Войдя к себе в палатку, Буалем увидел желтый конверт, который принесли в его отсутствие.
От учителя, его почерк.
Он долго смотрел на письмо. Что понадобилось этому никчемному квадратику желтой бумаги в краю Лекбира и Ахитагеля? Буалем устал, ему хотелось лечь и сразу же заснуть. Он сунул письмо в карман (прочтет его завтра) и рухнул, не раздеваясь, на раскладушку, которую поставил перед уходом.
Темнота была относительной: стояло полнолуние, и видно было все почти как днем. Лежа в полумраке на спине с широко открытыми глазами, Буалем пытался усмирить стук своего сердца. Он вновь видел Лекбира, как тот, закрыв глаза, играл на свирели, видел Ба Хаму, дрожавшего в своем бурнусе, Суад, изображающую разные фигуры танца алжирских предместий, и в особенности меч Амайаса, рассекающий воздух перед лицом Амалии с неподвижно застывшей на нем улыбкой.

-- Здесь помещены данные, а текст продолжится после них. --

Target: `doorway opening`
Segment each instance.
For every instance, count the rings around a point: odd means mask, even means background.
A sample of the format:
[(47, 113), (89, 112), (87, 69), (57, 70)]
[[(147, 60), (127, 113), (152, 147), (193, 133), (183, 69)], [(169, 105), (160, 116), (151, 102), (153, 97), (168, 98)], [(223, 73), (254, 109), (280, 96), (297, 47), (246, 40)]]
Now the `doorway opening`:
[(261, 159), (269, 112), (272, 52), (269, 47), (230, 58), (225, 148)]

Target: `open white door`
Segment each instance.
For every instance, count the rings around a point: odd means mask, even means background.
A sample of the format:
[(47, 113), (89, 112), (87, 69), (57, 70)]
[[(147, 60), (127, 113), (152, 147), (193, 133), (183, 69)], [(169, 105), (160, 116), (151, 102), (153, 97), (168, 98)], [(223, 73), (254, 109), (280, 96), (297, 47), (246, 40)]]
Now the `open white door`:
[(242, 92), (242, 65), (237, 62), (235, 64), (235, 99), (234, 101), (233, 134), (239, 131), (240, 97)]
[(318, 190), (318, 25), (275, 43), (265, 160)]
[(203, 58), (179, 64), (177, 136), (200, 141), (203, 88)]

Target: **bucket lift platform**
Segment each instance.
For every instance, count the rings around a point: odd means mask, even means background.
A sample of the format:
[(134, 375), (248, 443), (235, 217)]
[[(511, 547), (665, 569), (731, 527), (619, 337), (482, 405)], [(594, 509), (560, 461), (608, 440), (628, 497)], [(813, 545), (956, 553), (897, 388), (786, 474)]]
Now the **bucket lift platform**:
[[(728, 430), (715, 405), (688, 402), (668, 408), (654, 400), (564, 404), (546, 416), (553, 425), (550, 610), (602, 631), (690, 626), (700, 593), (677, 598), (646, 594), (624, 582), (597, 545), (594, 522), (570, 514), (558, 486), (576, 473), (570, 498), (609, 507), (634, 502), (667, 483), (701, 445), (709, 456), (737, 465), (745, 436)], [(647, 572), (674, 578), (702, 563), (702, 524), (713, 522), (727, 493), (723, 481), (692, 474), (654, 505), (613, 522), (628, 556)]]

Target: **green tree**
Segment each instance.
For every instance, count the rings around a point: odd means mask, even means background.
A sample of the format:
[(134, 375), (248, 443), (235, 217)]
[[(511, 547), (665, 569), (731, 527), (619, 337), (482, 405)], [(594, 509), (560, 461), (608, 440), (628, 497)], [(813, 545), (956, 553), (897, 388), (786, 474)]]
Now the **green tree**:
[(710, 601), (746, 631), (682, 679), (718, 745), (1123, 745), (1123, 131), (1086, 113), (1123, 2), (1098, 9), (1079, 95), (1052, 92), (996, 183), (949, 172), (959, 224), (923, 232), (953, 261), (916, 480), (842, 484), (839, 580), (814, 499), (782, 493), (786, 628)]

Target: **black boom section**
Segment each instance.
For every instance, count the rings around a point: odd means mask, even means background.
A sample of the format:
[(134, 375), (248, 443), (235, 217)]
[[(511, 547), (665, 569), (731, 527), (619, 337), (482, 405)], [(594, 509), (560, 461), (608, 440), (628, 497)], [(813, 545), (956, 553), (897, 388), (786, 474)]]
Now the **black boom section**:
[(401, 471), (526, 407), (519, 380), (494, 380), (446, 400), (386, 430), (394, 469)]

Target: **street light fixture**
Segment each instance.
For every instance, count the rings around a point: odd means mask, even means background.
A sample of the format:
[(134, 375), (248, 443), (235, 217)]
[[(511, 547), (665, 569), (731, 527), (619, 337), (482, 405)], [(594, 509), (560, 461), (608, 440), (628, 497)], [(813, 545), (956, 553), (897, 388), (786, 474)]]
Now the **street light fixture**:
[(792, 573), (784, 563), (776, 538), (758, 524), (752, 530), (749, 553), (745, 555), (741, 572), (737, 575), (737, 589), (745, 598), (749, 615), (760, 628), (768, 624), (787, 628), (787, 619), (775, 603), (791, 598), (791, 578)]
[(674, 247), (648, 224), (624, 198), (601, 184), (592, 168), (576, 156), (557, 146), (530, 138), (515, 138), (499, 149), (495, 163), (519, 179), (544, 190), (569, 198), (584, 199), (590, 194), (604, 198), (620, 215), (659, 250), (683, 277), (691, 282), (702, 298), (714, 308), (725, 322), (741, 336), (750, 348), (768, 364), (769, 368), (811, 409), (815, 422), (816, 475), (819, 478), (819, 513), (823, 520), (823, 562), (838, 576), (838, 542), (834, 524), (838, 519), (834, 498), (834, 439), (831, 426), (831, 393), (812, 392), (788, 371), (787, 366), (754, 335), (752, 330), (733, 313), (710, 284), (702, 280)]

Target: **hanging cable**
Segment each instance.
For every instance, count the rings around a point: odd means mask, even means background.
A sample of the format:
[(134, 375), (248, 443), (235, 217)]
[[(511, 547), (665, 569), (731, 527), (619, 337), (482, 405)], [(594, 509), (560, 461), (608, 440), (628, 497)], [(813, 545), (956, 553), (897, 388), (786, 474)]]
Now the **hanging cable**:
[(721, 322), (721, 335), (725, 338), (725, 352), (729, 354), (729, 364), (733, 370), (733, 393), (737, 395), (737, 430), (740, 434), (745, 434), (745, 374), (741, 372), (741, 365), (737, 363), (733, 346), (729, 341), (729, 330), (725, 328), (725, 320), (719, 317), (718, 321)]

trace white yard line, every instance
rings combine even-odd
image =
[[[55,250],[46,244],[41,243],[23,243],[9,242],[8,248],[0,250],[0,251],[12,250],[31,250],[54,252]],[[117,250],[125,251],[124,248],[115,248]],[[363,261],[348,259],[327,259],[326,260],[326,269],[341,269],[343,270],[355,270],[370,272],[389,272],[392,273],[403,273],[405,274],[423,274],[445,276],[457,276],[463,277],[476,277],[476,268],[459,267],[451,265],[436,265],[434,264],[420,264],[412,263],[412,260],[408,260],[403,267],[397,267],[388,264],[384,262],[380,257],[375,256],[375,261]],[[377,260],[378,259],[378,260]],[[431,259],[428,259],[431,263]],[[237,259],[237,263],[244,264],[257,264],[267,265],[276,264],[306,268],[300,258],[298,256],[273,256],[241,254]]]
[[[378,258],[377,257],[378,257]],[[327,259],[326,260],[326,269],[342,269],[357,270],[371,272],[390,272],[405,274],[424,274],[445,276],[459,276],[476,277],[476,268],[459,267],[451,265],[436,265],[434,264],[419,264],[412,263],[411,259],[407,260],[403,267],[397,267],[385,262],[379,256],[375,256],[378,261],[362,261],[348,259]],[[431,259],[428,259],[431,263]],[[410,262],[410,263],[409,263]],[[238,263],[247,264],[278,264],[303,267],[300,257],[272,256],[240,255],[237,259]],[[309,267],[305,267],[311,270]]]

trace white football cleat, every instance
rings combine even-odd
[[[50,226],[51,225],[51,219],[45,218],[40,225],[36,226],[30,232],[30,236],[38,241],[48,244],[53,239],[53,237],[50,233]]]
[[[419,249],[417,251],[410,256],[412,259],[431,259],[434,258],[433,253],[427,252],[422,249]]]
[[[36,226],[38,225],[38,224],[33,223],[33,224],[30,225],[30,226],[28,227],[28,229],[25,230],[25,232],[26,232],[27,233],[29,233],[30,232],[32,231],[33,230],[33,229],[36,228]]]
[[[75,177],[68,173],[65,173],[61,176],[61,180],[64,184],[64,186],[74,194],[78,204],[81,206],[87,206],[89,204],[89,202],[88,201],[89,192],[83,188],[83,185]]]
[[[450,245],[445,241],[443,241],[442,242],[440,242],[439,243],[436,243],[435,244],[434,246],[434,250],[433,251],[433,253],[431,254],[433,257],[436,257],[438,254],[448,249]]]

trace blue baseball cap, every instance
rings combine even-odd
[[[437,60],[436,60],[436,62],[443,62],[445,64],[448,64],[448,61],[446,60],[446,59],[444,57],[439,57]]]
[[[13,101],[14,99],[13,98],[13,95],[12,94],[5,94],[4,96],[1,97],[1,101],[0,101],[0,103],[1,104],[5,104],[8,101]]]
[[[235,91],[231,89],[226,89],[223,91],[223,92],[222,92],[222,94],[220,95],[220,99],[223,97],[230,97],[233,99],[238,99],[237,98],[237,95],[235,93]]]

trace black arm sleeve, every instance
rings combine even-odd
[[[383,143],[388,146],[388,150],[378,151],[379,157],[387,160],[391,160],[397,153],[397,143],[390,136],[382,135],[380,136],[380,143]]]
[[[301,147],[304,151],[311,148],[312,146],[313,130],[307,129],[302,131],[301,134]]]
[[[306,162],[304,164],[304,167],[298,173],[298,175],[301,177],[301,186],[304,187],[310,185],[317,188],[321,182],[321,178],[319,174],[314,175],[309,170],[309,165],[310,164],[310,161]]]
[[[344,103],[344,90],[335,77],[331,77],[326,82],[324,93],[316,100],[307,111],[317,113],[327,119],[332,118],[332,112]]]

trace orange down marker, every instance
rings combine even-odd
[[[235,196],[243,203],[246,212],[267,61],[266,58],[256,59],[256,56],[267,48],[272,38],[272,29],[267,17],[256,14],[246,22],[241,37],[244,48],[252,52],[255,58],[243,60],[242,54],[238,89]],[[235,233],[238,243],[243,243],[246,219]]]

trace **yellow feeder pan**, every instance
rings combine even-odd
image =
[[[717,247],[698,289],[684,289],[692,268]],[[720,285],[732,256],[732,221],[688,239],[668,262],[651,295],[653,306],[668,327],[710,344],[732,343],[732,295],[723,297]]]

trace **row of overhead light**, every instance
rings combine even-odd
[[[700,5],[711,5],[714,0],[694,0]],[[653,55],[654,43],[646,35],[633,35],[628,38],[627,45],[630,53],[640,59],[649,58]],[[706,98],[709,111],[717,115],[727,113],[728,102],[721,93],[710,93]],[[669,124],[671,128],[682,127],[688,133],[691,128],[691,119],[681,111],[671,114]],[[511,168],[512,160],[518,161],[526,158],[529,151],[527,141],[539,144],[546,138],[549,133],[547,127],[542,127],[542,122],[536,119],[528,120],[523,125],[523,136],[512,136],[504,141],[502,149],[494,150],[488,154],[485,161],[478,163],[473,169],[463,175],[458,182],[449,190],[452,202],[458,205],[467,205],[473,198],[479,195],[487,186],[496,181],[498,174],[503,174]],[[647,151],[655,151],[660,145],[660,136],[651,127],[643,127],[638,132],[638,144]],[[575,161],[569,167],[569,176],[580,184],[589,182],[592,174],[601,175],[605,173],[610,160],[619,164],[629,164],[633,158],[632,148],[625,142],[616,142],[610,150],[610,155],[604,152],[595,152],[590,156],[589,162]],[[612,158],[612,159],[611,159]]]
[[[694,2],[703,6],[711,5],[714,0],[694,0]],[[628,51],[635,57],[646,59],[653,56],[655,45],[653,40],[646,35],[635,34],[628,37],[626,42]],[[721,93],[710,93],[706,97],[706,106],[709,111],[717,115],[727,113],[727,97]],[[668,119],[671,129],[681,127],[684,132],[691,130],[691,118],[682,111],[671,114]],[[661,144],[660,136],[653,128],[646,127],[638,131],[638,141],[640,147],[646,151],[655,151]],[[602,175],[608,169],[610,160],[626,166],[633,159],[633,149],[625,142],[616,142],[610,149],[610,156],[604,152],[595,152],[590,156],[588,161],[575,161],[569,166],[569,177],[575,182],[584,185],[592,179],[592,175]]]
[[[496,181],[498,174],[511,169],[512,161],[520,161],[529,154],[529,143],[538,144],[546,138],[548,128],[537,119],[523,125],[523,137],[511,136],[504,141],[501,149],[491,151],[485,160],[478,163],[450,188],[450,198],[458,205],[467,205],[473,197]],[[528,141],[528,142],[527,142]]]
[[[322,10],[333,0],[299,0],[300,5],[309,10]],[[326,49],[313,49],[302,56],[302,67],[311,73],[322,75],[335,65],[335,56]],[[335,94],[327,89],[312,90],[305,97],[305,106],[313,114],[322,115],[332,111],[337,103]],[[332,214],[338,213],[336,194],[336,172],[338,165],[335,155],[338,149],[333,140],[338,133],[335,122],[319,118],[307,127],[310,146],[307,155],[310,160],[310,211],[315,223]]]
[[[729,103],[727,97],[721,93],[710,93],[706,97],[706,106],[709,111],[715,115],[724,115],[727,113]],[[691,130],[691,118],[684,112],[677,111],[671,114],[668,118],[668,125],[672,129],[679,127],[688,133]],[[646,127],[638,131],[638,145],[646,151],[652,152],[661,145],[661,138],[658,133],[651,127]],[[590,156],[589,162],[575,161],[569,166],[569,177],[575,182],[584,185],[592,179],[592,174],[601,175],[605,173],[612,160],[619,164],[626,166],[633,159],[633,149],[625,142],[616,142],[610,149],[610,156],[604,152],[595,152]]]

Он пытался отогнать эти странные образы. Передышка длилась каких-нибудь несколько секунд, затем видения, еще более яростные, возвращались, преодолев силу его сопротивления. Вдруг в сознании Буалема забрезжил свет: скверна! он осквернен! Сатана завлек его в свои тенета, и напрасно он отбивается. С каким безудержным рвением предавался он этим разнузданным танцам, сладостная нега и бешеный ритм которых все еще отдавались во всем его теле, но что общего у этих обрядов с буквой закона? Ему следовало бы помнить: наслаждение и радость часто – нет, всегда – суть орудия дьявола. Буалем знал это, но забыл, и вот теперь враг рода человеческого был тут, ибо образ этой женщины, а она из неверных, поселился в его душе, и никакими силами нельзя было выдворить его; сам же он уподобился тем неосмотрительным путникам, что, ступив по неосторожности в соляную топь, медленно увязают в ней: любое усилие, которое они пытаются сделать, чтобы выбраться из песка, затягивает их чуть-чуть глубже, и у них хватает времени почувствовать, как приближается смерть. Ненавистное и сладостное видение завладело всеми его помыслами, каждое биение его сердца было наполнено им. Он был одержим.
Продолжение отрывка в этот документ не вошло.